Twitter and Google use similar two-factor methods, but both incorporate the verification system as an optional account setting. If activated on Twitter, a user is prompted to enter a six-digit code sent to the user’s cell phone each time that user attempts to log into Twitter. Similarly, Google sends a code to the user’s cell phone following each login attempt, but like Facebook, a Google user can choose to forego the authorization process in future logins on a particular computer.
Thus, at first glance, it appears that Dotcom may have a viable case against these companies for infringement of his patent. Particularly notable is the fact that the USPTO allowed outright and without comment Dotcom’s independent claim 1, the broadest claim in his patent, following the filing of the original patent application. As most patent prosecutors know, the claims of an originally filed application tend to be written very broadly in an attempt to afford the inventor the greatest protection. These broad claims usually result in the amending and narrowing of those claims to achieve an allowance of the patent. Thus, the allowance without rejection or comment (or prosecution estoppel due to responsive amendments or remarks) of Dotcom’s first independent claim further supports his contention that he invented the two-factor authentication system.
Significantly, and perhaps unfortunately for Dotcom, is the fact that he was granted a very similar patent (EP 0875871) in the European Patent Office (“EPO”) that was subsequently cancelled in 2009 and affirmed as being revoked in 2011 following an appeal of that cancellation. While in-depth review of the voluminous documents related to those cancellation/revocation proceedings is beyond the scope of this piece, it can be inferred from the filings associated with those proceedings over the course of nearly eight years that Dotcom fought the opposition vigorously, but was nevertheless defeated.
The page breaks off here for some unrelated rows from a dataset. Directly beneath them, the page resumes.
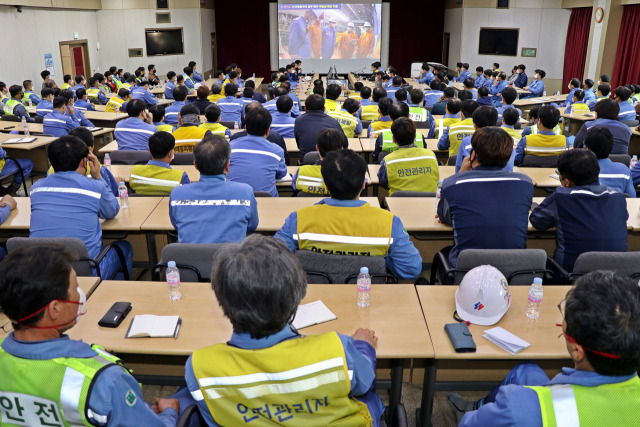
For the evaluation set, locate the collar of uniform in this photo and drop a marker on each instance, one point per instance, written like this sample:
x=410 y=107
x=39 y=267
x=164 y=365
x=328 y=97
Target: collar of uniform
x=244 y=340
x=47 y=349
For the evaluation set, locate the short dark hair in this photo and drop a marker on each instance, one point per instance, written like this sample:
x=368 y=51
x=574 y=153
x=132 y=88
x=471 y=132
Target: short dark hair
x=329 y=140
x=343 y=173
x=314 y=102
x=602 y=313
x=493 y=146
x=599 y=141
x=404 y=131
x=579 y=166
x=485 y=116
x=549 y=116
x=284 y=104
x=212 y=154
x=258 y=122
x=259 y=284
x=32 y=277
x=607 y=109
x=66 y=153
x=510 y=116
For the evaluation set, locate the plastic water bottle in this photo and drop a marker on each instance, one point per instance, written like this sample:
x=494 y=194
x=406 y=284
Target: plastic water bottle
x=173 y=281
x=123 y=195
x=25 y=127
x=534 y=302
x=364 y=288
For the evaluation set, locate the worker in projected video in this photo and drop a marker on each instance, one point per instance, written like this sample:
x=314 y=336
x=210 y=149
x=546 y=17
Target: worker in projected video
x=329 y=36
x=299 y=46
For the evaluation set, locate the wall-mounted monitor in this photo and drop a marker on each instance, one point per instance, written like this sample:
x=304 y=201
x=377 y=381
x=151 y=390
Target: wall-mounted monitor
x=164 y=41
x=498 y=41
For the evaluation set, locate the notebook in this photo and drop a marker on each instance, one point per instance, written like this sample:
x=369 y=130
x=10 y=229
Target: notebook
x=149 y=325
x=311 y=314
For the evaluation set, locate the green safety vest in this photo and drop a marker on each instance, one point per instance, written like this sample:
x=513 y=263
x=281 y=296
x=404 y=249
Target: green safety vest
x=152 y=180
x=310 y=180
x=615 y=404
x=54 y=391
x=412 y=169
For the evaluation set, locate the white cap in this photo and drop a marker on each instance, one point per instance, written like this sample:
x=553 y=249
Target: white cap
x=483 y=296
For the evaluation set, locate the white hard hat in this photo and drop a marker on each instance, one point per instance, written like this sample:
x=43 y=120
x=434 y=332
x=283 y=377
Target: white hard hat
x=483 y=296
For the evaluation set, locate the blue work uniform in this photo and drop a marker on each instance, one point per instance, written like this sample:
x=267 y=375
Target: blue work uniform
x=257 y=162
x=192 y=207
x=512 y=404
x=133 y=134
x=360 y=357
x=67 y=204
x=283 y=123
x=106 y=401
x=402 y=258
x=171 y=113
x=497 y=199
x=587 y=218
x=57 y=124
x=231 y=109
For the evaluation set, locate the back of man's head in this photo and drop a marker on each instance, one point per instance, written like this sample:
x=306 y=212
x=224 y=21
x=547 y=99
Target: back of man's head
x=602 y=314
x=343 y=173
x=212 y=155
x=579 y=166
x=258 y=122
x=492 y=146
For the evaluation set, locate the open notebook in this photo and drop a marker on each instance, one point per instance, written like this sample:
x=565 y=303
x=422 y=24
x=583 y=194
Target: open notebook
x=149 y=325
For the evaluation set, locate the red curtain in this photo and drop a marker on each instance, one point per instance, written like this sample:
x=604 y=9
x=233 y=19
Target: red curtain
x=575 y=50
x=627 y=65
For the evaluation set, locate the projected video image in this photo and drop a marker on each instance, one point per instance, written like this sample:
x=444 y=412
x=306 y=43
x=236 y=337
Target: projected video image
x=329 y=31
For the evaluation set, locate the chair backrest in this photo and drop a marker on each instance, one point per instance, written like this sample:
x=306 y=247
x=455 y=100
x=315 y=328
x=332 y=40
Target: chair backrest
x=621 y=158
x=130 y=157
x=625 y=263
x=328 y=268
x=194 y=260
x=519 y=266
x=76 y=247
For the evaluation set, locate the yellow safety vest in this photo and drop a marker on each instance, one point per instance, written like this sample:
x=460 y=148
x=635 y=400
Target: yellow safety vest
x=412 y=169
x=615 y=404
x=442 y=124
x=362 y=230
x=346 y=120
x=370 y=112
x=187 y=137
x=310 y=180
x=152 y=180
x=215 y=128
x=458 y=132
x=297 y=382
x=545 y=145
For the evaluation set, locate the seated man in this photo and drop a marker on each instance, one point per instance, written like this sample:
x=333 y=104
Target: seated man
x=134 y=133
x=308 y=178
x=67 y=203
x=232 y=204
x=259 y=285
x=601 y=323
x=487 y=205
x=254 y=160
x=345 y=225
x=409 y=168
x=586 y=214
x=39 y=363
x=156 y=178
x=545 y=142
x=612 y=174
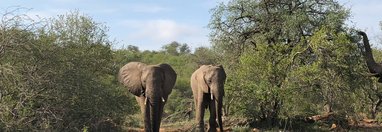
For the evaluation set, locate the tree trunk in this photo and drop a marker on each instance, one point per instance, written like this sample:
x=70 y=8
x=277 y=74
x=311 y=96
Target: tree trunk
x=371 y=64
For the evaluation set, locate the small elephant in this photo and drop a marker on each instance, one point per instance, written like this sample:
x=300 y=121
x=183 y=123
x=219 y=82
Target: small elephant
x=151 y=85
x=207 y=85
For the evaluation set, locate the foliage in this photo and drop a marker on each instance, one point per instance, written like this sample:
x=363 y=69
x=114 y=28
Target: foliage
x=285 y=61
x=59 y=76
x=283 y=54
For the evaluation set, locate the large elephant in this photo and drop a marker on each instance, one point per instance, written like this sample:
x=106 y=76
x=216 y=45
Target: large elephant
x=374 y=68
x=207 y=85
x=151 y=85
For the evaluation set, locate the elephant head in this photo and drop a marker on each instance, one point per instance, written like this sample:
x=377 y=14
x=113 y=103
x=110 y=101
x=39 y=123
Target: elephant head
x=374 y=68
x=151 y=85
x=207 y=84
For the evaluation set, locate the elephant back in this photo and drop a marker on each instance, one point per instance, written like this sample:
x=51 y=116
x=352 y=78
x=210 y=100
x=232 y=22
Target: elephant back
x=130 y=76
x=170 y=78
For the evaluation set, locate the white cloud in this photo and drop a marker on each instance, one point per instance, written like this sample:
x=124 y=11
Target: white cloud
x=161 y=30
x=153 y=34
x=147 y=8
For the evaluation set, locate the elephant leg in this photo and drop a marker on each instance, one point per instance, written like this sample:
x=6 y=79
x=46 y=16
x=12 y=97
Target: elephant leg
x=212 y=121
x=155 y=106
x=200 y=107
x=145 y=109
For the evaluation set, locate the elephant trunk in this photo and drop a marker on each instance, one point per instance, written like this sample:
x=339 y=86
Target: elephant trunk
x=218 y=93
x=219 y=105
x=371 y=64
x=155 y=114
x=154 y=94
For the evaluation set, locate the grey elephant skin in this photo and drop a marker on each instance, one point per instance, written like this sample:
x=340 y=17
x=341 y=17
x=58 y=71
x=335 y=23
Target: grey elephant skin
x=374 y=68
x=207 y=85
x=151 y=85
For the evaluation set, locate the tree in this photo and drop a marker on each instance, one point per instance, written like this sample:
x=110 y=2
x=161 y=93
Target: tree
x=263 y=42
x=60 y=76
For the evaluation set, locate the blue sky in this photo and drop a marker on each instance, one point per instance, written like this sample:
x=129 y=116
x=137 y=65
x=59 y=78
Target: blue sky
x=149 y=24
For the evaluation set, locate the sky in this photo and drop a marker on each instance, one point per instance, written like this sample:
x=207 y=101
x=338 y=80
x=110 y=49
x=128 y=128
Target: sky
x=150 y=24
Furthermore, a review of the filings associated with the cancellation/revocation proceedings suggest that Dotcom’s European patent was cancelled based on prior art, which could potentially prove detrimental to the status of his US patent should Dotcom pursue his threat to assert the patent (or in the event his threats of assertion inspire one or more of those companies to institute a declaratory judgment for invalidity or a review of that patent in an Inter Partes Review proceeding.) Dotcom has claimed through his Twitter feed that his EU patent was cancelled because it “had broader [and] different claims” and was not specific enough, whereas his “U.S. [two-factor authentication] patent has no prior art because it specifies the use of a mobile phone & SMS.” Whether or not his statements are accurate is unclear. A search of Dotcom’s US 6,078,908 patent on Google Patents indicates that it was “also published as” EP 0875871, and the machine translation provided by Google Patents of EP 0875871 (originally in German) results in claim language that is very similar to US 6,078,908. In particular, translated claim 1 of EP 0875871 appears to be almost identical to claim 10 of US 6,078,908.
If Dotcom’s threats are taken seriously, companies like Facebook and Google will probably take a closer look at the EPO proceedings and may find that they have a strong invalidity challenge to his U.S. patent. While Dotcom seeks assistance in alleviating the mounting legal fees in his criminal matters, he may find that threatening to sue or actually suing any of the large social media companies will result in even greater burdens than he presently faces.